- Catalog No. —
- Mss 1506
- Date —
- March 21, 1862
- Era —
- 1846-1880 (Treaties, Civil War, and Immigration)
- Themes —
- Trade, Business, Industry, and the Economy, Transportation and Communication
- Credits —
- Oregon Historical Society
- Regions —
- Portland Metropolitan Willamette Basin
- Author —
- Unknown
Freight List for the Steamer Express
The steamer Express operated on the Willamette River from the mid-1850s to the early 1860s at a time when several companies competed for river business. Steamboat travel on the Willamette began in the 1850s with routes both above and below Willamette Falls at Oregon City. Until the Willamette Falls locks were opened in 1873, passengers and cargo were portaged around the forty-foot-high falls on wagon roads and wooden rails and by railroad. The locks enabled steamboats to travel between Portland and Eugene.
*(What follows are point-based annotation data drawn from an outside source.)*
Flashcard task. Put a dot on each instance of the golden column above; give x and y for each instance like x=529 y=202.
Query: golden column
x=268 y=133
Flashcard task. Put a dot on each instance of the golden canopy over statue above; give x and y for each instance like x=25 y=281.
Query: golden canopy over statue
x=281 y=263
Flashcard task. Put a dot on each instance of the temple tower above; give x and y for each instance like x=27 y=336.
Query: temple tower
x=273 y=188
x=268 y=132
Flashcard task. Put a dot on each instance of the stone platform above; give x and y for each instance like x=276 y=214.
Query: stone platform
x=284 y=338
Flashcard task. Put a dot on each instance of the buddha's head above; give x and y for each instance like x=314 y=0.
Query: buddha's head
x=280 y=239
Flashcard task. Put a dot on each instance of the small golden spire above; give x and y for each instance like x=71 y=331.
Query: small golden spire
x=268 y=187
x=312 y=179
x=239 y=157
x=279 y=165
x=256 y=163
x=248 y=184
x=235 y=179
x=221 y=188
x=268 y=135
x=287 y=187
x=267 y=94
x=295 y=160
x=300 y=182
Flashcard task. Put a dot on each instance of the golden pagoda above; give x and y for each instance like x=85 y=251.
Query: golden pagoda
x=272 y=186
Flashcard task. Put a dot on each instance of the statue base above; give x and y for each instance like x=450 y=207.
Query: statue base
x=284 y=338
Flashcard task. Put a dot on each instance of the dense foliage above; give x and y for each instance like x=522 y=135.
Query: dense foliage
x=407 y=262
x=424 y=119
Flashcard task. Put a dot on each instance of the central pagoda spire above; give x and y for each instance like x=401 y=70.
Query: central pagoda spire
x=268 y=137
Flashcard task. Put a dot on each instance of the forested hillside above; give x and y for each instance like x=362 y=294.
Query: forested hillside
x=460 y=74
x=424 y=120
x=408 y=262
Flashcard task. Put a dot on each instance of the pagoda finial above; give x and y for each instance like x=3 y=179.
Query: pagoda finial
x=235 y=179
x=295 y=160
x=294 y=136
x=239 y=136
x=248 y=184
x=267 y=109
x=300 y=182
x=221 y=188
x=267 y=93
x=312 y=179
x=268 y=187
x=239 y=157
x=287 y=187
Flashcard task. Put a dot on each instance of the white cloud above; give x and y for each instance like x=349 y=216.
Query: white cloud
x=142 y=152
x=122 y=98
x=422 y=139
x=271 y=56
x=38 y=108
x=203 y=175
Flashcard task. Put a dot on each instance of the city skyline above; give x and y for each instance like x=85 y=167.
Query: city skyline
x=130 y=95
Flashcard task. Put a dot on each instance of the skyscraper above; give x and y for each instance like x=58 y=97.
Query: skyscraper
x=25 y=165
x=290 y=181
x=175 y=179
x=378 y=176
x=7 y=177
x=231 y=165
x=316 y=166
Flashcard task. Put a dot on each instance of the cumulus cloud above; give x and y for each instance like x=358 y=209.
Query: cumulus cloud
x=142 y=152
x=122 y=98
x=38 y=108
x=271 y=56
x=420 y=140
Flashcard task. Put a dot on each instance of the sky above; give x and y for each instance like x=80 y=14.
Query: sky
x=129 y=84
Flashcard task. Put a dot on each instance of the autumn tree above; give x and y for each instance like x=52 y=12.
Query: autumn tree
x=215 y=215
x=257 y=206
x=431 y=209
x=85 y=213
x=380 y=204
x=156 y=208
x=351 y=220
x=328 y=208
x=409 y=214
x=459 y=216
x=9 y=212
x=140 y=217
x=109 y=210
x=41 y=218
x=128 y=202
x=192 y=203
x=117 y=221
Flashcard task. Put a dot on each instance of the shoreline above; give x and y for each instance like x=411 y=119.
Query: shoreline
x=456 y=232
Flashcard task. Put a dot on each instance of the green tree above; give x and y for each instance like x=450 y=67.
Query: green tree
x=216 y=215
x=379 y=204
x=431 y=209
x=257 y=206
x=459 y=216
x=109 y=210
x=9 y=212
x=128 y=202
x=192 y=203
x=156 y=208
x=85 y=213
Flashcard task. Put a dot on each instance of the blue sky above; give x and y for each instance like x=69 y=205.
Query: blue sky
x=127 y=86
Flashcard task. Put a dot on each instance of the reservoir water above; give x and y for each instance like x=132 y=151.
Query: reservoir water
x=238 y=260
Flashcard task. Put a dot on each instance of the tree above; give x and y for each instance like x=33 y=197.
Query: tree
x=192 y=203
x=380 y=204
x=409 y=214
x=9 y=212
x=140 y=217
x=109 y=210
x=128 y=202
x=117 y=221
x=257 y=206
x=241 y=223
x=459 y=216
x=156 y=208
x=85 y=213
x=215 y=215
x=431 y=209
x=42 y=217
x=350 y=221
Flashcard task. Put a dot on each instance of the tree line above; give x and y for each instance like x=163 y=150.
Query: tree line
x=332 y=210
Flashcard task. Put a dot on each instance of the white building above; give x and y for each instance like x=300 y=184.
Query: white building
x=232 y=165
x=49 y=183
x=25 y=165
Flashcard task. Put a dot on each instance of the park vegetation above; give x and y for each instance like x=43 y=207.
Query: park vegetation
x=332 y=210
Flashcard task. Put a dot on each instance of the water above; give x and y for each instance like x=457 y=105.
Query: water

Wheat, bran, and other farm products were transported from Willamette Valley towns to Portland for shipping to California, the Columbia Plateau, the East Coast, and even Europe. Sawmills and gristmills at Oregon City also sent processed products on steamboats to Portland for export to distant markets. In 1862, sixty-five stockholders organized the People’s Transportation Company, which held a monopoly on the river’s traffic until railroad lines were developed in the 1870s.
The Express was the second sternwheeler steamboat built in the Pacific Northwest. It was launched in Oregon City in 1854. Captain Alexander S. Murray and associates operated the steamboat for several years before selling it to the Oregon Steam and Navigation Company.
Further Reading:
Schwantes, Carlos A. Long Day’s Journey: The Steamboat & Stagecoach Era in the Northwest. Seattle, Wash., 1999.
MacDuffee, K. M. “Navigating the Upper Willamette River 1846-1936.” Portland, Oreg., 1940.
Reddick, Suann Murray. “From Dream to Demolition: The Yamhill Lock and Dam.” Oregon Historical Quarterly 91, 1990: 43-80.